Minimally Invasive Spine Surgery
Minimally invasive spine Surgery (MIS) was developed to treat painful spine conditions with less traumatic impact on the patient’s muscles, tissue and spinal structure. With smaller incisions and access retractors the surgeon can pinpoint and target the effected area of the spine and minimize collateral damage. Where traditional spine surgery used 5 to 6-inch incisions, surgeons who practice MIS are using a 1-2 inch incision. Surgeon use a microscope or micro-loupes looking through the MIS retractor to better visualize the spine and reduce collateral damage. MIS decompression and fusion procedures (such as TLIF, Discectomy and Laminectomy) use special retractors and tools. With fluoroscopy X-ray, small incision is made and the retractor is placed to create a tunnel to the area where the problem exists in the spine. Using a small surgical instruments through the retractor, the surgeon selectively decompresses the spinal nerves taking bone, disc and soft tissue that may be causing inflammation on the spinal nerve.
Advantages of MIS versus open surgery
- Less blood loss
- Reduced risk of muscle or soft tissue damage
- Reduced risk of infection
- Faster recovery from surgery / less rehabilitation required
- Reduced postoperative pain
Types of MIS Procedures
A minimally invasive approach involves a small 15-20mm incision and sequential dilating tubes that gently spread the muscles to afford visualization to the spine. The goal of the technique is decompression of bone or disc that is pressing on the spinal nerves, without a fusion. With this technique, patients have better recovery than traditional open surgery that strips muscle from the bone in order for surgeons to see.

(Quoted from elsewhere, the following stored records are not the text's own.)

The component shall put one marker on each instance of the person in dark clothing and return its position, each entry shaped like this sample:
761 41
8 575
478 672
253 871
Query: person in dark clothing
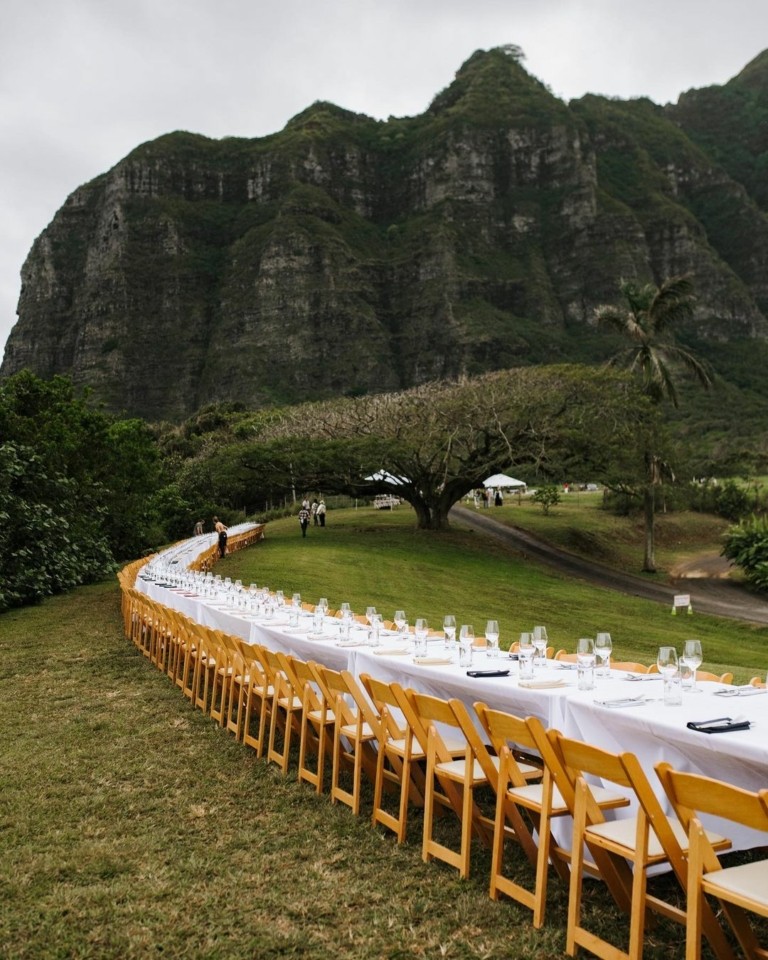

MIS Transforaminal Lumbar Interbody Fusion (TLIF)
The specific advantages of the MIS TLIF are to minimize the risks and maximize the speed to recovery compared with traditional open spine surgery. With the MIS TLIF muscle damage and pain intensity are greatly reduced. This fusion provides stability for the spine by stopping movement that use to cause mechanical pain when the patient moved. The surgery also provides complete decompression of any pressure on the nerves at this level.